When I facilitate a train-the-trainer event, I ask my participants where learning happens. I’ll get answers such as “in the classroom” or “at the water cooler” or “everywhere.” Sometimes a participant will say: “where there is discomfort.”
When this meme recently made the rounds on LinkedIn, it got me thinking a lot about my training design.
It’s an inspirational image. And it doesn’t tell the whole story. I recently came across this image as well:
I absolutely agree that it’s essential to move learners beyond their comfort zone in order to discover new possibilities, new perspectives and new ways of doing things. However, there can be a fine line between the spot where learning happens and the “panic zone” which can lead to a horrible learning experience.

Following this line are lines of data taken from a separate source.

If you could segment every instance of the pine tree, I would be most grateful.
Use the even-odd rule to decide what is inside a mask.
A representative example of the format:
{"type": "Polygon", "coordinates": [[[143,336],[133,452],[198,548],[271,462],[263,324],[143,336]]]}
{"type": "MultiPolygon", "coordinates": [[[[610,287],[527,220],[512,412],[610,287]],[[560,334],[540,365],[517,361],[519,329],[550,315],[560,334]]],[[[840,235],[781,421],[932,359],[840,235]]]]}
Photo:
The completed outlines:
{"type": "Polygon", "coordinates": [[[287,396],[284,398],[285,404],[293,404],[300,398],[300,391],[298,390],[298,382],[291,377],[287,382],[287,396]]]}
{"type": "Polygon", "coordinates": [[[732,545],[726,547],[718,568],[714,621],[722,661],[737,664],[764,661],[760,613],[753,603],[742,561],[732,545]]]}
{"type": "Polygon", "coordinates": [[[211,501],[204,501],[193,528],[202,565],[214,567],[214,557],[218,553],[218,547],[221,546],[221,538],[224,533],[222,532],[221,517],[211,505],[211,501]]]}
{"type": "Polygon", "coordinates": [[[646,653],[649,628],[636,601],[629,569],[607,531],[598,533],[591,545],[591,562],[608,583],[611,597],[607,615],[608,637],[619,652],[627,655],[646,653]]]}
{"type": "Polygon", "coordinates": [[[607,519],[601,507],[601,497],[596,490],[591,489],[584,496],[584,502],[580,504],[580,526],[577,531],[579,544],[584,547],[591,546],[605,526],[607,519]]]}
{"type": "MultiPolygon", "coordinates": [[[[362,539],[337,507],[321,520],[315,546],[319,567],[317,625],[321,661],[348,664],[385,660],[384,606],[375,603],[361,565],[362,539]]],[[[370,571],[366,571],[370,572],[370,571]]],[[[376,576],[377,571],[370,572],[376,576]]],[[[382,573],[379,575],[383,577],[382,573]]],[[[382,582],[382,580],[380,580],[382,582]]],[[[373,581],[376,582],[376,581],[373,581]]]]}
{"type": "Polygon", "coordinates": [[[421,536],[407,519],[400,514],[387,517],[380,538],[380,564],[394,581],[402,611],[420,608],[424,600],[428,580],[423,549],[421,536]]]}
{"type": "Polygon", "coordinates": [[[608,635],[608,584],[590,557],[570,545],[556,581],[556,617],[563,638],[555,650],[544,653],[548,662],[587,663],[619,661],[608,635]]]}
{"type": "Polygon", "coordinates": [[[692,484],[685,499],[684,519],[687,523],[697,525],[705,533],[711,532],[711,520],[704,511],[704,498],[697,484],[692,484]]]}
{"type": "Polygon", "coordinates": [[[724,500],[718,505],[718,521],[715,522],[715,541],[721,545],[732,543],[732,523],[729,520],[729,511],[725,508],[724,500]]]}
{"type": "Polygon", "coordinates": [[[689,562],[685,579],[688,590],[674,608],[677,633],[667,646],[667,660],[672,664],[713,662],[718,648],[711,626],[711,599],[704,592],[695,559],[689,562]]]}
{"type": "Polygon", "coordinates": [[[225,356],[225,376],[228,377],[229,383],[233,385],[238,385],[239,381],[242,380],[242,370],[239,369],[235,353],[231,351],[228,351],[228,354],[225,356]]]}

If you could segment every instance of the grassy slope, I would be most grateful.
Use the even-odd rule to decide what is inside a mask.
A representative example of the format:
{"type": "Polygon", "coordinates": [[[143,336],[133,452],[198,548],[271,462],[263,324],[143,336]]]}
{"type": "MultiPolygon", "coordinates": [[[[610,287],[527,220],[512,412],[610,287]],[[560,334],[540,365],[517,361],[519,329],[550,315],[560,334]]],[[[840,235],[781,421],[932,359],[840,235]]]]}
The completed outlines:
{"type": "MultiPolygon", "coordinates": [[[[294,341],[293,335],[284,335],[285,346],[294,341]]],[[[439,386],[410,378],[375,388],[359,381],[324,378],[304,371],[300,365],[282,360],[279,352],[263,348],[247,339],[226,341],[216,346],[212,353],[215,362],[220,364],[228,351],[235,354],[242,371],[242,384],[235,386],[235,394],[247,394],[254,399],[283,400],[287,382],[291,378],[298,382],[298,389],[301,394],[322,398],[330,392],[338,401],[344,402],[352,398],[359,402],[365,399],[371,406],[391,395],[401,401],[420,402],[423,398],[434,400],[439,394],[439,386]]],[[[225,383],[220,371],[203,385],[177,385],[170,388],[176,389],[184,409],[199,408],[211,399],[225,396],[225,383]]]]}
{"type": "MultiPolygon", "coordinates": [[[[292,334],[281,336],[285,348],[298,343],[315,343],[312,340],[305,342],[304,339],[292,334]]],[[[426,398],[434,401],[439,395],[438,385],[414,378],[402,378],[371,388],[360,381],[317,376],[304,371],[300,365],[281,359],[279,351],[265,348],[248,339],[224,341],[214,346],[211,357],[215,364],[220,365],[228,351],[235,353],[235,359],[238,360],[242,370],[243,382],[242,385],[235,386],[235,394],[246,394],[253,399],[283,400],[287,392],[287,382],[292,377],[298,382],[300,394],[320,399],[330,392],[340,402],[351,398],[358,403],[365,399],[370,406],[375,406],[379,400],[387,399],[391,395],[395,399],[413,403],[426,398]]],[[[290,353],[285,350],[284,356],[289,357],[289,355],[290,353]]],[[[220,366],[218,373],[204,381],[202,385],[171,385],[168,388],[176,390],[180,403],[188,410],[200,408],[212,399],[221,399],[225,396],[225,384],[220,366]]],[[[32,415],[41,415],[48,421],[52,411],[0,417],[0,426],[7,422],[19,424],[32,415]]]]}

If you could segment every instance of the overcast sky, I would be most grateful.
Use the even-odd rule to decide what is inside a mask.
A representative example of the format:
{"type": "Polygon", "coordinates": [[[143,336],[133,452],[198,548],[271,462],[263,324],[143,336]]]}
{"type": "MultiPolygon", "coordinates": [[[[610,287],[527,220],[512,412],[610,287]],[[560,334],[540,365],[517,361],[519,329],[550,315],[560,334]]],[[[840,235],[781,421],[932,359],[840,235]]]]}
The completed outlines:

Effectively moving learners out of their comfort zone while ensuring a positive learning experience requires the following considerations:
- Safety and comfort are not the same thing. Safety in a training environment is a must-have. If a learner feels threatened or offended or at risk of humiliation, then her ability to learn will take a back seat to her desire to simply survive the experience. Comfort, on the other hand, is not necessary at all. I know that even I like to be able to sit in a training and listen and not be asked to join in an activity. And while that makes my life easier, I remember very little from those types of training sessions. The fact is that finding ways to engage attendees to participant and be involved in the learning is crucial, and it usually means an element of discomfort.
- Choice is essential. Every learner is different and each person will grapple with discomfort in different ways. Some participants love the limelight and relish the opportunity to speak in front of the large group. Others need small group conversations in order to be able to engage and discuss ideas and concepts. An opportunity for learners to choose when, where and how to participate will reduce the amount of “panic” among participants.
- So is de-briefing. When learners are pushed outside their comfort zone, mistakes are often made. Or sometimes things just don’t feel right when they’re tried for the first time. This is all ok, and it’s part of the learning experience. But unless the participants have an opportunity to process and think through why a mistake was made or why something didn’t feel right, then it’s just an ikcy experience.